2.3. Design of Telecentric Configuration

The varifocal observation capability of our system is achieved by telecentric configuration has the advantage of providing invariant magnification and contrast for optical imaging.^{[64 ]} The ray transfer matrix (i.e., ABCD matrix) is applied to perform telecentric design.^{[74 ]} ABCD matrix derivation for telecentric design is discussed in Section 3 and 4 of Supporting Information. Initially, the system adheres to the telecentric design to position the Moiré metalens at the Fourier plane of the micro‐endoscope (Figure 1). Subsequently, our endoscopic system FOV can remain constant during varifocal observation by rotating different angles between two metasurfaces. The detailed verification of invariant magnification property and configuration of telecentric endo‐microscopy combined with Moiré metalens can be found in Figure S3 (Supporting Information), and the maximum focal length tuning range is ≈2 mm with 3 µm lateral resolution. The telecentric characterization of experimentally measured beam profiles with a tuning range of ≈6 mm at three different operation wavelengths of blue (491 nm), green (532 nm), and red (633 nm) can also be found in Section 5 of Supporting Information.

2.4. Varifocal Optical Sectioning Endo‐Microscopy

Moiré metalens is positioned in the Fourier plane of the system. The Moiré metalens is mounted on an electrically controlled rotation stage (GT45, Dima Inc., maximum rotation speed: 140 RPM with 0.004° maximum rotation accuracy in each step) to tune the focus by changing the relative angle between the paired metasurfaces. To precisely adjust the rotation stage, a data acquisition card (myDAQ, NI Inc.) is used for automation. The Moiré metasurface optical microscopy (OM) and scanning electron microscope (SEM) images are shown in Figure  2a.

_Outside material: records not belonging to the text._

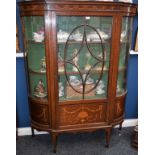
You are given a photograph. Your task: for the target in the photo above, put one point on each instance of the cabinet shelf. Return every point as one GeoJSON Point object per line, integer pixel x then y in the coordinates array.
{"type": "Point", "coordinates": [33, 42]}
{"type": "Point", "coordinates": [89, 42]}
{"type": "Point", "coordinates": [36, 72]}
{"type": "Point", "coordinates": [38, 100]}
{"type": "Point", "coordinates": [85, 71]}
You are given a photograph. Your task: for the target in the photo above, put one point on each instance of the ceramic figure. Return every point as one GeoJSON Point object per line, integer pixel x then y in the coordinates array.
{"type": "Point", "coordinates": [89, 80]}
{"type": "Point", "coordinates": [74, 81]}
{"type": "Point", "coordinates": [88, 66]}
{"type": "Point", "coordinates": [62, 36]}
{"type": "Point", "coordinates": [61, 90]}
{"type": "Point", "coordinates": [100, 88]}
{"type": "Point", "coordinates": [123, 35]}
{"type": "Point", "coordinates": [75, 60]}
{"type": "Point", "coordinates": [43, 65]}
{"type": "Point", "coordinates": [39, 90]}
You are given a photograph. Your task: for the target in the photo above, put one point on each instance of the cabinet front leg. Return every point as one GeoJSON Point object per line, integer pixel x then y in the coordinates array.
{"type": "Point", "coordinates": [108, 134]}
{"type": "Point", "coordinates": [120, 126]}
{"type": "Point", "coordinates": [32, 131]}
{"type": "Point", "coordinates": [54, 141]}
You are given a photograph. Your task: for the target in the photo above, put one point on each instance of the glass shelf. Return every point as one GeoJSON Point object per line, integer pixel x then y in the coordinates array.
{"type": "Point", "coordinates": [61, 71]}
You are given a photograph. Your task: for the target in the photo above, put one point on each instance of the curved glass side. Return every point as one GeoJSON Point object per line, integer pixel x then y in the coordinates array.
{"type": "Point", "coordinates": [35, 56]}
{"type": "Point", "coordinates": [125, 43]}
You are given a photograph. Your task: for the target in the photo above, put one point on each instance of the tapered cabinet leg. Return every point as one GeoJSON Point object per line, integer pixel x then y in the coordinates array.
{"type": "Point", "coordinates": [54, 141]}
{"type": "Point", "coordinates": [32, 131]}
{"type": "Point", "coordinates": [120, 126]}
{"type": "Point", "coordinates": [108, 134]}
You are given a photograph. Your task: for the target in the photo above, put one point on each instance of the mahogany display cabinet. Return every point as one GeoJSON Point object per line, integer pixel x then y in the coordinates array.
{"type": "Point", "coordinates": [76, 56]}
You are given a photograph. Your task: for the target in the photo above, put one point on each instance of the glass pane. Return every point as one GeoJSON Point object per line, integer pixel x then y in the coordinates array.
{"type": "Point", "coordinates": [35, 52]}
{"type": "Point", "coordinates": [124, 51]}
{"type": "Point", "coordinates": [83, 48]}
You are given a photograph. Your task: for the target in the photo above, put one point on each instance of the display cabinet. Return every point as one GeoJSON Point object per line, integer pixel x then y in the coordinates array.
{"type": "Point", "coordinates": [76, 56]}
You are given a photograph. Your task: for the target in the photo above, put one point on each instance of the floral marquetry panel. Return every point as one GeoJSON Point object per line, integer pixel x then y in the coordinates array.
{"type": "Point", "coordinates": [81, 114]}
{"type": "Point", "coordinates": [35, 55]}
{"type": "Point", "coordinates": [83, 44]}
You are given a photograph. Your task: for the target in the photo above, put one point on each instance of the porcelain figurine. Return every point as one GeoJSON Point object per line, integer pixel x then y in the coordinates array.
{"type": "Point", "coordinates": [88, 66]}
{"type": "Point", "coordinates": [60, 63]}
{"type": "Point", "coordinates": [74, 81]}
{"type": "Point", "coordinates": [123, 35]}
{"type": "Point", "coordinates": [43, 65]}
{"type": "Point", "coordinates": [61, 89]}
{"type": "Point", "coordinates": [118, 89]}
{"type": "Point", "coordinates": [100, 88]}
{"type": "Point", "coordinates": [75, 60]}
{"type": "Point", "coordinates": [77, 36]}
{"type": "Point", "coordinates": [39, 35]}
{"type": "Point", "coordinates": [39, 90]}
{"type": "Point", "coordinates": [89, 79]}
{"type": "Point", "coordinates": [62, 36]}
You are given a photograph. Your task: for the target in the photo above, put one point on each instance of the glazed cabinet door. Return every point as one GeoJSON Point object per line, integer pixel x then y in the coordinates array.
{"type": "Point", "coordinates": [35, 54]}
{"type": "Point", "coordinates": [125, 43]}
{"type": "Point", "coordinates": [33, 28]}
{"type": "Point", "coordinates": [83, 55]}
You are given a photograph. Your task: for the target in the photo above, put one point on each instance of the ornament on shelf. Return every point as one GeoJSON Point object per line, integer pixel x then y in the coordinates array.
{"type": "Point", "coordinates": [123, 35]}
{"type": "Point", "coordinates": [39, 90]}
{"type": "Point", "coordinates": [61, 89]}
{"type": "Point", "coordinates": [43, 65]}
{"type": "Point", "coordinates": [75, 60]}
{"type": "Point", "coordinates": [89, 80]}
{"type": "Point", "coordinates": [60, 63]}
{"type": "Point", "coordinates": [100, 88]}
{"type": "Point", "coordinates": [74, 81]}
{"type": "Point", "coordinates": [88, 66]}
{"type": "Point", "coordinates": [62, 36]}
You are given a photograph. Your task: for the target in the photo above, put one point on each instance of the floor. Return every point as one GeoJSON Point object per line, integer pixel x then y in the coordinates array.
{"type": "Point", "coordinates": [78, 144]}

In the telecentric measurement, we use the green laser (532 nm) as the light source in Figure 2b. The rotation angles of the Moiré metalens are adjusted from 360° to 60° with a step size of 60°, and the corresponding focal length of the endoscope probe can be tuned from ≈15.5 to ≈21.6 mm (Δz = ≈6 mm). The NA of the endoscope probe varies from ≈0.26 to ≈0.19. To quantify the optical sectioning ability of our micro‐endoscope, fluorescently labeled microspheres (Fluoresbrite YG microspheres, 90 µm in diameter, Polysciences Inc.) are sequentially scanned along the axial direction. The detailed HiLo imaging principle and varifocal optical sectioning endo‐microscopy system calibration is described in Sections 6 and 7 of Supporting Information). The 3D reconstruction volume images of mouse brain various perivascular space locations in uniform illumination and HiLo process are shown in Section 7 of Supporting Information. In addition, the ex vivo mouse brain dyed with Alexa Fluor 488 imaging results can be found in Section 8.

Figure 2.

Experimental measurement of varifocal optical sectioning endo‐microscopy. a) The optical microscopy (OM) and scanning electron microscope (SEM) images of our Moiré metasurface (diameter is 1.6 mm, nano cylinder height is 800 nm, and period is 300 nm). b) Telecentric focusing measurement for green wavelength at 532 nm (the rotation angles from 360° to 60° can create the focal length difference Δz ∼ 6 mm). Different NA can generate corresponding lateral and axial resolutions.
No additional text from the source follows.